Il rogo, condanna o riscatto

Il fuoco di Gaia Aprea riaccende con un’alternanza di fiamme e brace un coup de theatre che non manca di originalità nella sterminata storiografia  e letteratura sulla Pulzella d’Orleans.

“Giovanna d’Arco”, l’atto unico portato dal Festival dell’Eccellenzalfemminile sul palcoscenico del Duse, a Genova, è firmato Maria Luisa Spaziani e regala, in aggiunta alle emozioni e alla possibilità di riflettere sulla condizione  e le pulsioni femminili, anche l’esempio di come ci si possa accostare  a un’ icona con la libertà consentita ai poeti ..

Merita di essere segnalato perché non sempre, purtroppo, questa disinvoltura è sinonimo di intelligenza e di coerenza narrativa.
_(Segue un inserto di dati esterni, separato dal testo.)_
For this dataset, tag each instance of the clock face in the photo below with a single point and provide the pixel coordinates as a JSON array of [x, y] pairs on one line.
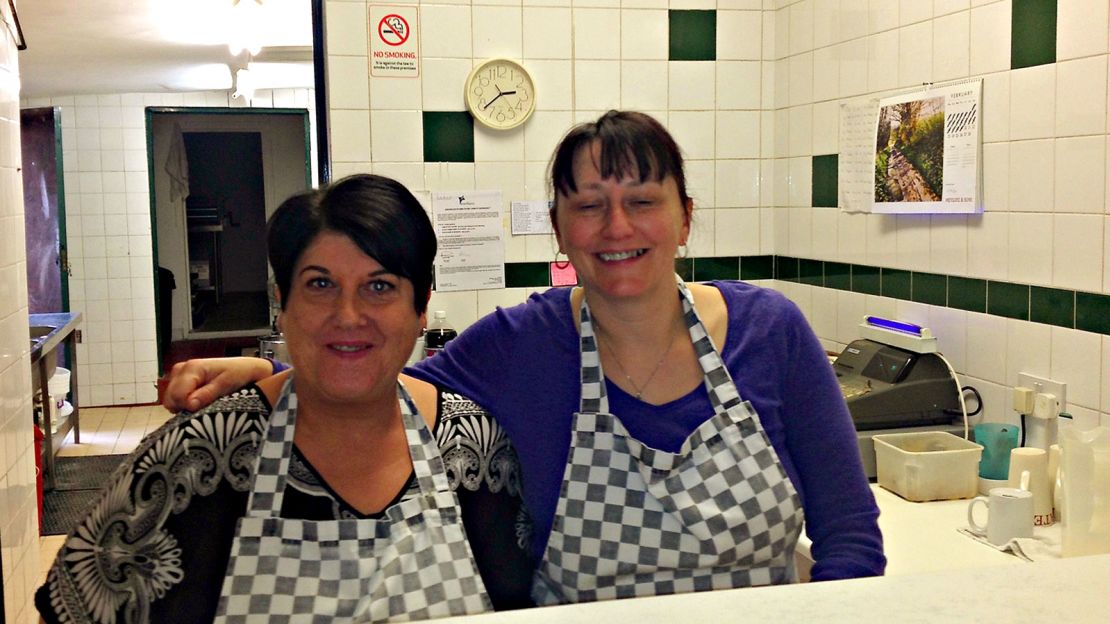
[[500, 93]]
Un applauso dunque, se mai ce ne fosse bisogno, alla poetessa che sceglie una versione apocrifa del mito per riplasmarla a sua volta: con un intervento che una nuova strada per esplorare la personalità  della protagonista.

Giovanna D’Arco è un grande esempio (ne abbiamo anche nella cultura pop contemporanea) di come il sentimento popolare non si rassegni alla scomparsa di una figura carismatica e  senta il bisogno di colmare il vuoto con figure sostitutive.

Nel caso di Giovanna D’Arco, già all’epoca , voci  popolari e molti trattati diffusero l’idea che a bruciare tra le fiamme del rogo non ci fosse stata  la futura santa patrona di Francia , ormai politicamente scomoda,   ma una  pseudo strega di poco conto . Si può leggere anche anche  che un’avventuriera dell’epoca , già esperta in truffe e pronta a cogliere questo sentimento popolare che immaginava Giovanna ancora viva, avesse approfittato della somiglianza con lei. raccontando di essere sopravvissuta al supplizio, sarebbe riuscita ad ingannare il vescovo di Colonia,  per un certo tempo perfino Carlo VII,  a sposare un cavaliere, Robert des Armoires e a dargli due figli.

Maria Luisa Spaziani,  che dedicato alla vita di Giovanna il tempo necessario per destreggiarsi tra il vero e il falso, ma che non ne fa un proprio problema drammaturgico, opta invece per la versione che vuole la vera pulzella moglie Robert.  Questa svolta della vergine guerriera le consente infatti un epilogo che lascia agli spettatori più di un interrogativo. Sfuggita al supplizio e confinata in un castello sperduto, sarà lei stessa  a scegliere di lanciarsi tra le fiamme: per il rimorso di essere sfuggita al suo destino o perché questa nuova vita la imprigiona nell’inerzia, in un ruolo subalterno, nella noia?

L’interpretazione di Gaia Aprea, che aveva già affrontato il personaggio con regia di Luca de Fusco e che in questa nuova versione dirige se stessa sintonizzandosi sulle musiche di Daniele Pennariva,  lascia spazio a tutte le possibilità con un finale dall’accento sognante e sospeso.